Monday, May 23, 2011

B&N Used To Sell Books

Now that the semester is finally over, T and I are able to synchronize our schedules and actually meet up. We met at B&N first to look at books. Book-looking is fun. It gives me ideas about what not to write. It proves that you should judge a book by its cover.

B&N has changed. The entire center of the first floor is devoted to The Nook. What happened to all the pretty book displays? They are still standing on the sides, but right in the middle is a void. No books. Just Nooks. I know the Nook is a book--many books in fact--but I like seeing lots of books in a bookstore. It makes me feel all warm and gushy. This made me feel like I was in the wrong store.

When T and I went up to the second floor, they had toys. Stuffed animals. Stickers. Shrinky-dinks. These are not books either.

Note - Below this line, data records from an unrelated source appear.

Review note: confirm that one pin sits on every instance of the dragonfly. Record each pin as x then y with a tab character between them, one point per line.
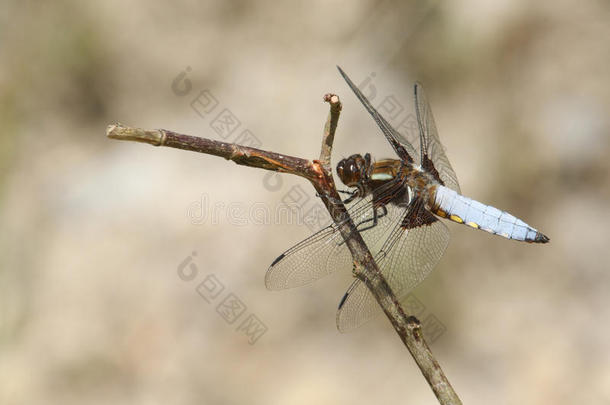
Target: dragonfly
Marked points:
397	206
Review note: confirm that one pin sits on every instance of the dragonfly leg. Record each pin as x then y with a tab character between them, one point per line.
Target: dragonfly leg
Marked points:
374	220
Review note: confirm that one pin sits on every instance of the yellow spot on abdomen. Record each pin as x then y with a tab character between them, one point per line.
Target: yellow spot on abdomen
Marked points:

Once I got over the changes--change is bad!--we went through the bargain bins. T saved a small white stuffed bunny from getting grimy in the bin by moving it to where all the other stuffed animals are. Then we went through the books. Rows and rows of books.

B&N wants you to read a book a day this summer. How do I know this? Every table they set up had a sign that said: Summer Reading. There were a whole lotta summer reading books--from Lolita to The Lord of the Flies from The Great Gatsby to Night, all kinds of books. I actually wanted to read Lolita this summer but the local library had every Nabokov book on the shelf except for that one. Maybe it will be back before the summer ends.

Off we went to get coffee. There, we realized that the end of the world was near. The rain was coming and going outside. A bus kept passing by the window with the announcement that the world was ending. It listed a radio station to listen to. We pondered this for a while. The rain didn't seem like an omen. It seemed like an annoyance, the cause of a bad hair day. When we parted ways, I tuned into the station in my car. They didn't say anything about the world ending. They talked about hepatitis. Unless the end is coming in the form of this disease, I think we're pretty much safe for now.